On Holiday weekend my son asked, “Dad, what’s 4th of July?” What does it mean?” My answer, “It’s Independence.”
He asked again, “Dad, what is Independence? What does it mean?”
Summarizing in one word from all the versions I’m told, I replied, “It’s Freedom.”
Persistent, he asked again, this time I caught a mischievous smile on his face, “Dad, what is Freedom. What does it mean?”
Suspicious that his leading me into a trap when likely he already knows the answer, I replied laughing, “You’re the one in school. You should know what it means.”
He laughed back hard. He knew I knew. Busted.
That ended the questioning but his questions made me question what 4th of July means to me.
I can see where he’s coming from and I admire his way of thinking and that of his YouTube generation.
They don’t settle for what peoples tells them but will research and discover for themselves what things mean and how these applies to their reality.
So, what does Freedom Day means to me?

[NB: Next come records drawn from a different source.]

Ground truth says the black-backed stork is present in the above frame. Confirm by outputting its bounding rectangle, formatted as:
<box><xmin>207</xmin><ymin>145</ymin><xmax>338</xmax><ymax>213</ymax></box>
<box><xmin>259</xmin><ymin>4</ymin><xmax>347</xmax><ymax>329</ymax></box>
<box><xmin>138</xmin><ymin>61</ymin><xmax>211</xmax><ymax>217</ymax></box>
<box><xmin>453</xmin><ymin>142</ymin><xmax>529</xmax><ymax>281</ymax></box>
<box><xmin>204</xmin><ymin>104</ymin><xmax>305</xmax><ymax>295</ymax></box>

Am I part of the millions of brave dreamy stars that lights up our beloved Home to shine its brightest and most beautiful?
When people shout, “Our Freedom, Our Country,” am I part of that cry or am I part of the group of people they hate and despise?
Being a minority of Color in America, what does this National Holiday celebrated with Fireworks, Parades and BBQ parties really means to me?
It’s Hope to belong and be accepted as equal.
It’s Hope to feel that I am part the community I serve and not feel weirdly foreign, an outsider, isolated, detached.
It’s Hope for fair justice, kindness and equal opportunity.
It’s Hope to be free from all that binds me and controls me.
It’s Hope that I can be myself doing what I love and find happiness in them.
It’s Hope that my dreams stand a chance and last longer.
It’s Hope that one day I don’t have to report to a System that has everyone in chains.
Anyone dependent on other people is never free.
We stop working, we starve. We quit our job, we will loose our home, car, anything materially significant.
We will even loose some friends and family. Poof! There’s goes everything.
It’s Hope to stop living in fear. To stop worrying. To stop being affected by the negative toxicity and abusive bull shit.
It’s Hope to see the world and breathe without a mask, even for day.
It’s Hope that the heart stops breaking.
So for one day on July 4th, my Hopes happened. I was free. I was maskless. I get to do what I want and not have to report to anyone. I get to be the boss of my own life and be where my heart is happiest.
My Heart stopped breaking.
Listening to my favorite Love Songs of the 80’s and 90’s, I did my long walk on the street, at the park, smelled the roses, enjoyed the Sun and Wind without a mask, without worries, without care.
Then a spontaneous last minute day trip from Davenport to Coastal Daly City. It was fun. It was liberating. I felt limitless.
Enjoying my last hour of freedom before work began, I hurriedly wrote my thoughts before I forget my true free and happy self again.
So if you ask me if I’m really free, I would say, “Somedays and sometimes.”
No such thing as totally bring free. Freedom has a price and we all are bound to something or to someone.
For now, I’m clocking in so I can earn enough for my next Freedom Day which by the way can be any day of my choosing. It’s what free people are suppose to do.
Freedom is not Man-made. It is a birth right of all. Until it’s everyone, our dream and hope goes on.